TURKMENISTAN: Secret police interrogate and threaten Baptist children
Raided by the secret police, the police and the procuracy on 16 March, the Baptist church in Balkanabad is facing new pressure. Children have been interrogated in school about "internal church life and their Christian education in their families", a statement from the church reaching Forum 18 News Service complains. They were banned from attending services and the older ones threatened with prison. A church service in a private flat was again raided on 1 April. Forum 18 was unable to reach the secret police (which the church claims organised the interrogations) or the police in Balkanabad to find out why the Baptists are being threatened for attending unregistered religious services, which are not technically illegal in Turkmenistan.

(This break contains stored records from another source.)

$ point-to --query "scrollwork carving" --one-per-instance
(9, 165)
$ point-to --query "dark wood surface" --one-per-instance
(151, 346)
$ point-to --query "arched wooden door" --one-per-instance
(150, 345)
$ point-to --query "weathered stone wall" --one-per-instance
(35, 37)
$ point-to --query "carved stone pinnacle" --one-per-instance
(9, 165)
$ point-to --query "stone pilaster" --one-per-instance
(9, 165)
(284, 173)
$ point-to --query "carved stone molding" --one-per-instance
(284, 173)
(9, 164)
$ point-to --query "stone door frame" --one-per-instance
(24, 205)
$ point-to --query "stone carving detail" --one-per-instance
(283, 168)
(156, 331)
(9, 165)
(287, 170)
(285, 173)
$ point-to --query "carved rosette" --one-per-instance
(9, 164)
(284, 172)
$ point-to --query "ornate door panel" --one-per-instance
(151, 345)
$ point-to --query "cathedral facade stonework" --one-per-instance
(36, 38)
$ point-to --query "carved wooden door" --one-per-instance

Officers of Turkmenistan's secret police, the National Security Committee (NSC), have ordered children of Baptist parents to be taken from their school classes and interrogated about "internal church life and their Christian education in their families", complains the Baptist church in the city of Balkanabad (formerly Nebit-Dag) in western Turkmenistan. "They banned the children from attending services and threatened several of them (who were older) with prison," a 3 April statement from the church reaching Forum 18 News Service reports. The church has been raided several times recently and has been banned from meeting.Although Forum 18 was unable to verify the reports of the questions and raids independently, statements issued by the unregistered Baptists have a long track record of reliability. Forum 18 was unable to reach the NSC or the police in Balkanabad on 11 April to find out why the Baptists are being threatened for attending unregistered services, which are not technically illegal in Turkmenistan. No-one at the government's Gengeshi (Committee) for Religious Affairs in the capital Ashgabad would comment on the raids and interrogations to Forum 18 on 11 April.

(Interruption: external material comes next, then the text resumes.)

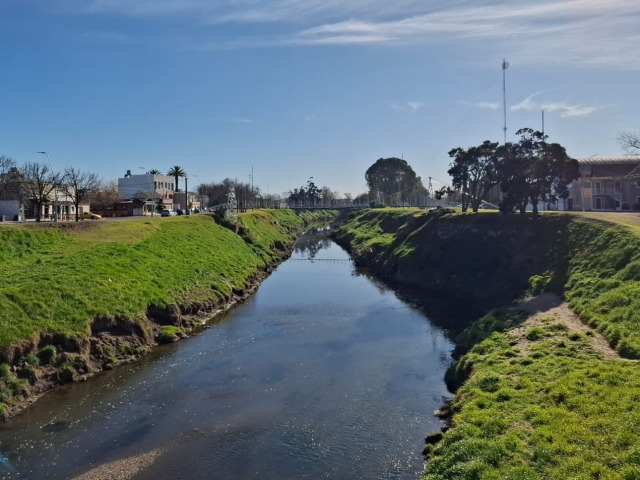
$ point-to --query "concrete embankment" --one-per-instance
(538, 395)
(76, 299)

The church reports that the interrogation of the children was carried out by police officers, who wanted to know how many copies of the Bible their families had at home and what other religious literature they had. The church complains that the interrogations took place without the parents' knowledge and in their absence. They add that in addition several church members were summoned to the police. "There they were banned with threats from attending services."
The interrogations followed a raid by eight NSC, police and procuracy officials on the church's Sunday morning worship service on 16 March (see F18News 21 March 2003). The Baptist congregation belongs to the International Council of Churches of Evangelical Christians/Baptists, which rejects registration on principle in all the former Soviet republics where it operates.

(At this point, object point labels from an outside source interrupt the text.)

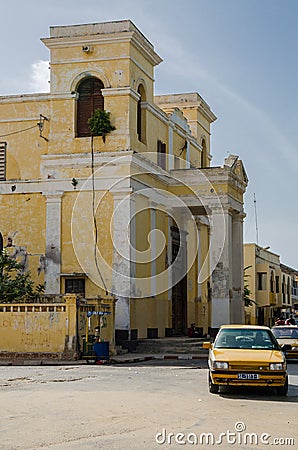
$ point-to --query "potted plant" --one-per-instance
(100, 123)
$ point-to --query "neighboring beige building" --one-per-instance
(142, 216)
(270, 284)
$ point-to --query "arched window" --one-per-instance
(141, 115)
(204, 154)
(90, 99)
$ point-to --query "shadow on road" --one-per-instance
(267, 394)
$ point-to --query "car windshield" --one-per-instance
(285, 333)
(246, 338)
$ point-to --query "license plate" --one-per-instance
(248, 376)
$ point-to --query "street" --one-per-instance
(150, 405)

Even had its congregations wished to register in Turkmenistan that would have been impossible: the highly restrictive religion law requires each individual religious community seeking registration to have 500 adult citizen members who live in one district of a city or one rural district. In addition, there is an unpublished ban on registering congregations of any faiths other than Sunni Muslim and Russian Orthodox.
Raids on the church have continued. Six officials swooped on an evening service held by the church in a private flat on 1 April. "None of them gave their names, but among them was local police inspector Govher Kurbanova," the church reported. "They again banned them from meeting and threatened to confiscate from the owner the flat where we meet for worship."